Tavus recently launched PALs (Personal Agent Layers) that appear human and can see, listen and retain conversations. Users can video chat with these “adaptive companions” who also interact via text and email.
Rather than creating one general-purpose assistant, Tavus designed five distinct personalities tailored to different user needs and interaction styles.
Agent Dominic is billed as an “old-school English butler,” a domestic organizer adept at sorting out the chaos in users’ lives. Chloe combines emotional support and productivity help. Noah tells hard truths for those seeking honest advice and authentic friendship—“like the older brother you never had,” according to Tavus. Gossipy Ashley (”terminally online”) is a media junkie who assists with creative projects and tracks pop-culture trends. Charlie is a techie who’s built to geek out with users on a wide variety of tasks.
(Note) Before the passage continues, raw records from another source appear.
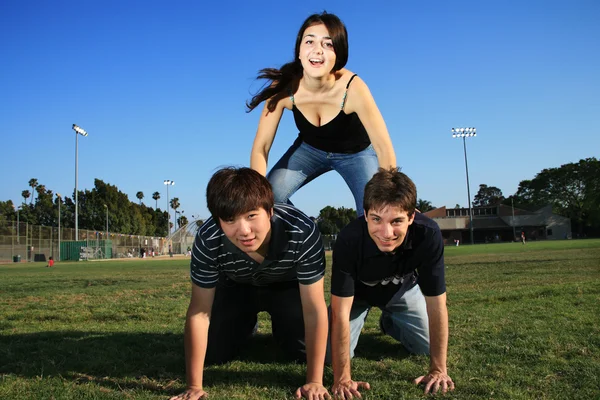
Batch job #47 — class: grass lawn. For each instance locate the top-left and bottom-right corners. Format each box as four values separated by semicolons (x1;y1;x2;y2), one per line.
0;240;600;399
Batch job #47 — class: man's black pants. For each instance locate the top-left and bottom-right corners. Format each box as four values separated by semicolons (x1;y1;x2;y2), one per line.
206;276;306;364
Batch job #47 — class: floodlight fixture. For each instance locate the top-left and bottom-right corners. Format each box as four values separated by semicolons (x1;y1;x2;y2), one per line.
163;179;177;236
451;127;477;244
73;124;87;136
73;124;87;240
56;193;62;261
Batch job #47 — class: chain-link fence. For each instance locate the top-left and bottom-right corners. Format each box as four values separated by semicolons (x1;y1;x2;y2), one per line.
0;221;337;262
0;221;169;262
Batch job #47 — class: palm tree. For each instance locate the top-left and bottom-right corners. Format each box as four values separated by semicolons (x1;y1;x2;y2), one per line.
21;190;31;204
152;192;160;209
417;199;435;212
29;178;38;204
35;185;46;199
177;215;188;228
171;197;181;219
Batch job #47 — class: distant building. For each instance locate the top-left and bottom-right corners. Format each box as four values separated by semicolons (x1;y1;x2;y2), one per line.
425;204;571;245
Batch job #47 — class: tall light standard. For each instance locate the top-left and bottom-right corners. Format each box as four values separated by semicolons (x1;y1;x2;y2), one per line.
163;179;175;236
452;128;477;244
510;196;517;242
15;206;21;244
56;193;62;261
73;124;87;240
104;204;108;240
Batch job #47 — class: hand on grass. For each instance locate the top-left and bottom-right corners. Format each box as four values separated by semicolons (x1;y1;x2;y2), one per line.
413;372;454;394
296;383;331;400
169;389;208;400
331;380;371;400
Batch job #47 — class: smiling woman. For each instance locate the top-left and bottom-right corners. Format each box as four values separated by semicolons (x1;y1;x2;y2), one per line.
246;12;396;215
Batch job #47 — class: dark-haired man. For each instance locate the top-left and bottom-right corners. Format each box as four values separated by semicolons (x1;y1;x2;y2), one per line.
173;168;330;400
331;168;454;399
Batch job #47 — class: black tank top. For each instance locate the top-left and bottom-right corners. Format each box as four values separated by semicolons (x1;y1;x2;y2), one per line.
290;74;371;154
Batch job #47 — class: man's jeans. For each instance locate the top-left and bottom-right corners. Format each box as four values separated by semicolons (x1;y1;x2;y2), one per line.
327;285;429;362
267;139;379;216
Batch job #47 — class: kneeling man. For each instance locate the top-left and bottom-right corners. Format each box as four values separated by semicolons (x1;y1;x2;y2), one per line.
173;168;329;400
331;168;454;399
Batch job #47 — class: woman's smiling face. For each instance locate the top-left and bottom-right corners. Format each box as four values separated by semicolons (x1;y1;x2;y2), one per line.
298;24;336;78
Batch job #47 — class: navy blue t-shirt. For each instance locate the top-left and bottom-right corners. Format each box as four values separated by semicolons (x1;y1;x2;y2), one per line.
331;213;446;307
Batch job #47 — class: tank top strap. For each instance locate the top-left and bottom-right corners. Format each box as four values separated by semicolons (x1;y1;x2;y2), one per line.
340;74;358;110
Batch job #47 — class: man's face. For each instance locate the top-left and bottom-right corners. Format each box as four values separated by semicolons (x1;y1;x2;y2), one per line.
219;207;273;255
365;205;415;253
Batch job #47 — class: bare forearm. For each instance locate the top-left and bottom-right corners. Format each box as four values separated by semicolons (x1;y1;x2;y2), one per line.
304;310;327;384
331;314;352;384
185;315;209;389
250;149;267;176
428;305;448;374
373;140;396;169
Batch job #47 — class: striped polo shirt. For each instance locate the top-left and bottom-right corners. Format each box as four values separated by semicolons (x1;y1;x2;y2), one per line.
191;203;325;288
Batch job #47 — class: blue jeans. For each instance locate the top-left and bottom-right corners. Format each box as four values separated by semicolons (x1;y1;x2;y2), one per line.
326;285;429;363
267;139;379;215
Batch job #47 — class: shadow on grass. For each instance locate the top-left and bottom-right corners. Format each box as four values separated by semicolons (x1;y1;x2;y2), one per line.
354;333;410;361
0;331;304;395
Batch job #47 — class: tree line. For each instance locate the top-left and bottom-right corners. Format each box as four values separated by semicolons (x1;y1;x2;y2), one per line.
0;157;600;236
315;157;600;236
0;178;188;237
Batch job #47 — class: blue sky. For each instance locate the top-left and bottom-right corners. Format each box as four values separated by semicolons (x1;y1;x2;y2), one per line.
0;0;600;217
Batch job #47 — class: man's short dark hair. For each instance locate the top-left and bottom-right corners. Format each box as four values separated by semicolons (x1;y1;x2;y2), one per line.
206;167;275;222
363;167;417;217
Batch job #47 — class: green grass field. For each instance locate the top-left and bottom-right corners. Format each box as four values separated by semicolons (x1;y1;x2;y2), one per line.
0;240;600;399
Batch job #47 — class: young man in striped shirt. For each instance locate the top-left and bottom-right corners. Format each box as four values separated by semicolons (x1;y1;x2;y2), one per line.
173;168;329;400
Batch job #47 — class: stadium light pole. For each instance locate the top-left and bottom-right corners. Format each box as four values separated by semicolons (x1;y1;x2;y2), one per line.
56;193;62;261
14;206;21;244
73;124;87;240
104;204;108;240
510;196;517;242
452;128;477;244
163;179;175;236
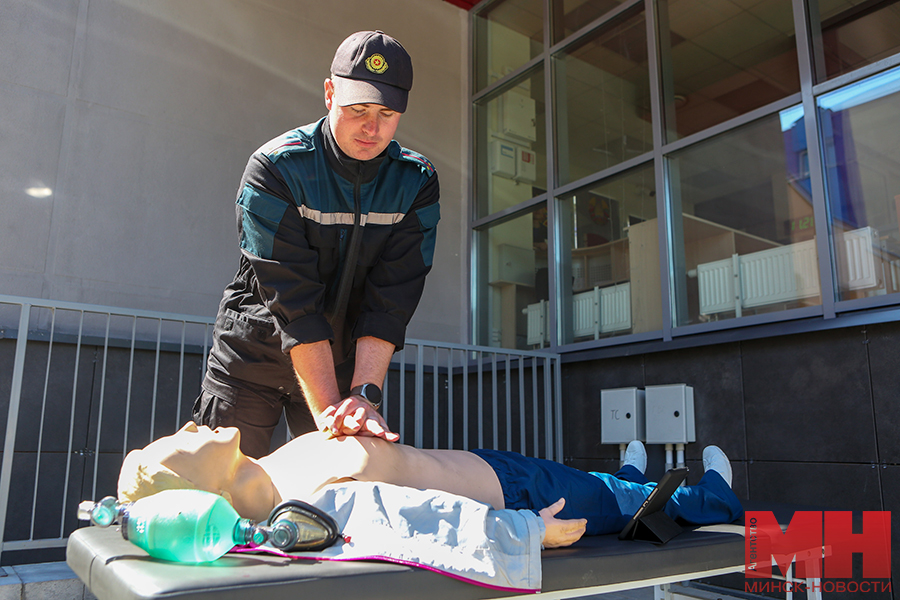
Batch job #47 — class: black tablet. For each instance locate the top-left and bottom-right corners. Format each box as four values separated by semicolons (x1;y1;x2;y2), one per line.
619;467;688;543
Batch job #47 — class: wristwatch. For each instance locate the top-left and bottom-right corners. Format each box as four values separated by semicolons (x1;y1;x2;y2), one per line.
350;383;381;410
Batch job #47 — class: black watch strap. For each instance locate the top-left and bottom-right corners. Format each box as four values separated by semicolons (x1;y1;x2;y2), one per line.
350;383;381;409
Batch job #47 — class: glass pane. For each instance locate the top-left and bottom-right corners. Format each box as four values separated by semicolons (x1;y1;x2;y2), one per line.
475;69;547;217
810;0;900;81
659;0;800;142
554;7;653;185
476;205;550;350
551;0;626;44
818;69;900;300
559;162;662;343
475;0;544;91
668;106;821;325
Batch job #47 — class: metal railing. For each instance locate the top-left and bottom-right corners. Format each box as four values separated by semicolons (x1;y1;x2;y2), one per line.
0;295;562;564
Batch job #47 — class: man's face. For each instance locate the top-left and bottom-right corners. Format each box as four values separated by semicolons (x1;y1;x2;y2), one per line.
325;79;400;160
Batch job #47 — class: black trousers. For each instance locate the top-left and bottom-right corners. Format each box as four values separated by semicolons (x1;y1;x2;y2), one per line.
191;390;316;458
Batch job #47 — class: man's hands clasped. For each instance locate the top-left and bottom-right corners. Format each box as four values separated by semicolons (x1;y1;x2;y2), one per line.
316;396;400;442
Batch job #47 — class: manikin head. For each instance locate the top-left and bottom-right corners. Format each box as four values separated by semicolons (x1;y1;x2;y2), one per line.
325;31;412;160
118;421;248;502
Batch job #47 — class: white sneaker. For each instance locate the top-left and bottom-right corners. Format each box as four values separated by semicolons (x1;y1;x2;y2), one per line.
622;440;647;473
703;446;731;487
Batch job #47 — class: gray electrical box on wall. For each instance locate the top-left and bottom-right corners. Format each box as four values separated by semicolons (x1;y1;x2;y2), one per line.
645;383;697;444
600;387;644;444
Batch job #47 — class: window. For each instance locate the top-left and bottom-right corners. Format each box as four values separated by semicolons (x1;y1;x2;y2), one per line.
476;68;547;217
476;206;550;350
471;0;900;354
558;163;662;343
550;0;626;44
668;107;821;325
475;0;544;90
810;0;900;81
554;6;653;184
818;69;900;300
659;0;800;142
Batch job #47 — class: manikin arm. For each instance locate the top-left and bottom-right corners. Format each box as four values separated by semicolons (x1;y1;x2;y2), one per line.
538;498;587;548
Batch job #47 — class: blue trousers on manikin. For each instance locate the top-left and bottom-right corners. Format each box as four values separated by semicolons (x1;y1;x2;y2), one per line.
472;450;744;535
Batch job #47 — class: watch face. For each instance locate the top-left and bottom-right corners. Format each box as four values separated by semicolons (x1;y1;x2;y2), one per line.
362;383;381;404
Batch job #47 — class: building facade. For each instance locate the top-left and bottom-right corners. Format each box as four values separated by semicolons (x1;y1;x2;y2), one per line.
470;0;900;592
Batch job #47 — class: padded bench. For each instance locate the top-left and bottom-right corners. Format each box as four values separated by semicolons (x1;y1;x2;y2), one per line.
66;524;744;600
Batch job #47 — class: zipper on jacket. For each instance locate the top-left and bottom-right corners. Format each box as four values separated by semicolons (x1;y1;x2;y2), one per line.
331;161;363;329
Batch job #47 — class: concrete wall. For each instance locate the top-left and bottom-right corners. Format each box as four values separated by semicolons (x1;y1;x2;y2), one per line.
0;0;468;342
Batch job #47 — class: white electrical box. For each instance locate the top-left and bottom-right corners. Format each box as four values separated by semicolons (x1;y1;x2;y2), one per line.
500;93;537;142
600;387;645;444
490;140;518;179
645;383;697;444
516;147;537;183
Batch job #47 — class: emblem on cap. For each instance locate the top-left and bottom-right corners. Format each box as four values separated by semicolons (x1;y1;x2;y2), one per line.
366;54;387;75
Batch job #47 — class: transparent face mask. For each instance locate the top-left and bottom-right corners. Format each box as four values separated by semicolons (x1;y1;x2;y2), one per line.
267;500;341;551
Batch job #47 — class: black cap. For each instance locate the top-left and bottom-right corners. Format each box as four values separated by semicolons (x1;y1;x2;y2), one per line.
331;31;412;112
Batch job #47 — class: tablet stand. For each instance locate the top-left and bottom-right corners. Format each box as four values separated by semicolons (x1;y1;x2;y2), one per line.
631;510;684;544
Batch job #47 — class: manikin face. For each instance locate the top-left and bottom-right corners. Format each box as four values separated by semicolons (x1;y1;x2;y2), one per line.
152;421;243;493
325;79;400;160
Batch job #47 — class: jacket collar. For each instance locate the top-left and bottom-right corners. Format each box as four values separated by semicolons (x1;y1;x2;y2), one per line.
322;116;390;183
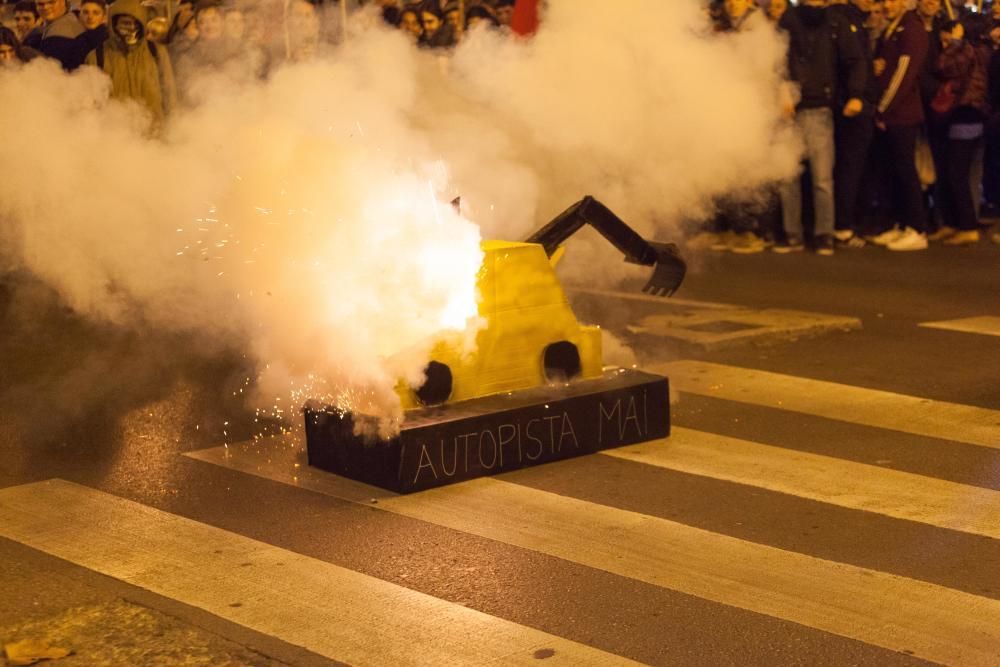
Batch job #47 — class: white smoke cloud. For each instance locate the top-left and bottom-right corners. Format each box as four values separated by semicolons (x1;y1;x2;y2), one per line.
0;0;798;434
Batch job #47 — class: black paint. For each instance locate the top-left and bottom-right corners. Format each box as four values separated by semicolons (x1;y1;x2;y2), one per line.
305;370;670;493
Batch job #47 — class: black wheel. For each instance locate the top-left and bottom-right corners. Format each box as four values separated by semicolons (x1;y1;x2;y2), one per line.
543;340;583;382
414;361;452;405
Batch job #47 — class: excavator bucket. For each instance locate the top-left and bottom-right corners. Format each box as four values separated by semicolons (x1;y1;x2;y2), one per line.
526;195;687;296
642;241;687;296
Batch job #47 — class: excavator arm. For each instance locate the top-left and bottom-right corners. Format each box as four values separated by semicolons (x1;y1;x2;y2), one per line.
526;195;687;296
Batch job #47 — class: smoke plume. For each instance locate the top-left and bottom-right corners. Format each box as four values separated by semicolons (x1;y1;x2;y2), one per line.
0;0;798;430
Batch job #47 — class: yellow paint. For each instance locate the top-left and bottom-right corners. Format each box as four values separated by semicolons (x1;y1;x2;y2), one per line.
396;241;602;409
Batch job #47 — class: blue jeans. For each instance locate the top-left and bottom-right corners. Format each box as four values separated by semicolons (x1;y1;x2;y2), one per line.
781;108;835;240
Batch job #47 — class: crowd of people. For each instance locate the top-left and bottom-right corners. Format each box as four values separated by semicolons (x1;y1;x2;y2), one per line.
704;0;1000;255
0;0;1000;255
0;0;515;126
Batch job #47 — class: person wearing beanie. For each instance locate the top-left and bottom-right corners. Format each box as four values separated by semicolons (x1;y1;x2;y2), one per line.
14;0;42;44
80;0;108;48
24;0;93;72
465;5;500;30
420;0;455;49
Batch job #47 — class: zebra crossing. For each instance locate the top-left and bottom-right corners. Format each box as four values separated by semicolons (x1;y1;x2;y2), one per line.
0;361;1000;665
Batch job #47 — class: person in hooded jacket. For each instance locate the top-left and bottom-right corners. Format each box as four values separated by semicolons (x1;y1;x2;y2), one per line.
87;0;177;131
928;21;989;245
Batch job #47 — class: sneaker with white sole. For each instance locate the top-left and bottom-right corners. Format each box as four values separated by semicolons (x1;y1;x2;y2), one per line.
684;232;719;250
927;225;958;243
886;227;927;251
833;229;868;248
771;236;805;255
868;227;904;246
942;229;979;245
729;232;764;255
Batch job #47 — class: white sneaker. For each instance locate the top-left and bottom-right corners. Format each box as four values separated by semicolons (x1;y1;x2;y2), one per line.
868;227;904;246
886;227;927;250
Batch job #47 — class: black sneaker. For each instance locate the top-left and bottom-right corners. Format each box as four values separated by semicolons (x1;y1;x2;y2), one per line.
771;236;804;255
816;234;833;257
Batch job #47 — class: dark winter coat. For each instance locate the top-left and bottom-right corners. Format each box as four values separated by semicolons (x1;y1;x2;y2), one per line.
875;12;928;126
936;41;989;123
778;7;868;109
827;4;878;114
24;12;93;72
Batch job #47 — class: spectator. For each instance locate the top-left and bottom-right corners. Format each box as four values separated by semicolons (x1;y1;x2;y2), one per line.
177;0;229;76
87;0;176;132
872;0;927;250
929;21;986;245
284;0;321;63
80;0;108;32
399;7;424;42
166;0;198;62
79;0;108;48
14;0;42;44
916;0;948;228
829;0;878;248
494;0;514;28
420;0;455;49
715;0;757;32
767;0;788;23
982;22;1000;217
465;5;500;31
441;0;465;41
375;0;403;28
774;0;868;255
24;0;93;72
0;26;26;67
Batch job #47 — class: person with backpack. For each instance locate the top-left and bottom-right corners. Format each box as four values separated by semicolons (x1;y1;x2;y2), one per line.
929;21;989;245
87;0;177;132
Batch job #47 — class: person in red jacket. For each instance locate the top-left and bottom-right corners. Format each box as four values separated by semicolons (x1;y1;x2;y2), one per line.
872;0;928;250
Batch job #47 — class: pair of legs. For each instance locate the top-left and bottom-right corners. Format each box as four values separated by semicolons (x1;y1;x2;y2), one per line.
938;132;982;231
833;115;875;234
781;108;836;242
875;125;928;234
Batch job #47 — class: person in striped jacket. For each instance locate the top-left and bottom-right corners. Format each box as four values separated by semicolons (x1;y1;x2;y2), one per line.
872;0;928;250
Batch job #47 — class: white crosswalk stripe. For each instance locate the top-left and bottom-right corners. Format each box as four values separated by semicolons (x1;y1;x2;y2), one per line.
382;479;1000;665
650;361;1000;449
0;480;628;665
603;427;1000;538
918;315;1000;336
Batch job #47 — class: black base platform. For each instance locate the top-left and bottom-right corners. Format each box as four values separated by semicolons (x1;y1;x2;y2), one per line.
305;369;670;493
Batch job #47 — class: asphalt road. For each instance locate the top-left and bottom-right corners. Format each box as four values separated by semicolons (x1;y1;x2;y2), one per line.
0;236;1000;665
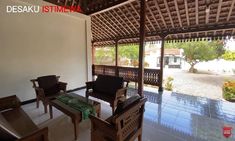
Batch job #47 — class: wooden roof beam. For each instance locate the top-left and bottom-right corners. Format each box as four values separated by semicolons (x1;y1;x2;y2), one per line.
86;0;134;16
109;11;131;34
164;0;175;28
133;0;151;32
184;0;190;26
100;14;126;35
130;2;150;31
216;0;223;22
195;0;199;25
94;16;117;37
227;0;235;21
92;25;235;40
146;2;161;30
118;8;139;32
174;0;182;27
154;0;167;28
205;6;210;24
92;22;114;38
124;6;140;30
111;10;135;34
98;14;124;33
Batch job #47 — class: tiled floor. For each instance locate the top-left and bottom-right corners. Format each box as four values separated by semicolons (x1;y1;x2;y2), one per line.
24;89;235;141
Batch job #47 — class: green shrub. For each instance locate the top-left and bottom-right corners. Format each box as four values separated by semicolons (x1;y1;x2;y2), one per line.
223;81;235;101
165;76;174;91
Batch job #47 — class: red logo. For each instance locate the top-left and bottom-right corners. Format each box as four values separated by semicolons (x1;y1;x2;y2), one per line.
223;126;232;138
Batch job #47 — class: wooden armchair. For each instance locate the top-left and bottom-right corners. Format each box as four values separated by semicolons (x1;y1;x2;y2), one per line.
0;95;48;141
90;96;147;141
86;75;129;113
30;75;67;113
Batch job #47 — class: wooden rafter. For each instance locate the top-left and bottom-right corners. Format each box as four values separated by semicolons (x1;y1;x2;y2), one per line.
124;6;140;30
146;3;161;30
195;0;199;25
227;0;235;21
111;10;135;33
130;2;151;31
93;17;117;37
117;8;138;32
184;0;190;26
174;0;182;27
216;0;223;22
164;0;175;28
98;14;122;36
103;14;126;35
154;0;167;28
88;0;235;45
92;24;114;38
136;0;151;31
109;11;131;34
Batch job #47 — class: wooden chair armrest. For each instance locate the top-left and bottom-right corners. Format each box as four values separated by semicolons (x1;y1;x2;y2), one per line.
116;87;127;98
90;115;116;135
58;82;67;92
124;80;130;88
86;81;95;91
0;95;21;111
33;86;45;97
17;127;48;141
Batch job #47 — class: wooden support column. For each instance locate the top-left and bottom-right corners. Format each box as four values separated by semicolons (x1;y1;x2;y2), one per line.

The Tavus AI agents (all who look to be in their early 30s except for Dominic, who’s 50ish) evolve and change over time, learning users’ communication styles and preferences. The agents can see users and observe and comment on facial, body and environmental cues: “You seem a bit sad today, what’s up?” or “I like that Art Deco lamp near your window; where did you find it?”
Tavus has also developed an AI Santa Claus with the same capabilities as its PALs—proven popular with both adults and children during the holidays.
Along with Santa, Tavus recently rolled out Sparrow-1, a conversational-flow control model that brings greater human-level timing to real-time voice and video AI.
Still, today’s AI agents can fail to recognize things far more subtle than Art Deco lamps: humor, sarcasm and other tonal shifts, “leading to robotic responses that miss the point,” said MacLeitch. Even when an AI agent detects an emotion like anger, “it often lacks the depth to understand the underlying cause or provide a nuanced response,” he said. “Distinguishing these based on trigger words and non-verbal cues and building thoughtful escalation paths will be an ongoing challenge as 2026 unfolds.”
The art of being human includes admitting mistakes, a feature developers are increasingly weaving into AI systems.
“Epistemic humility models explicitly track uncertainty, letting AI admit when it doesn’t know rather than bluffing coherence,” said Jigyasa Grover, in an email response to questions. Grover is a Machine Learning engineer and author of the book, Sculpting Data for ML: The first act of Machine Learning.
Grover sees a challenge and opportunity to move from “hyper-realistic mimicry to AI that can maintain joint attention, reason through ambiguity, and actively participate in conversation like a human, not just look like one. That’s where the next leap in human-like interaction lies.”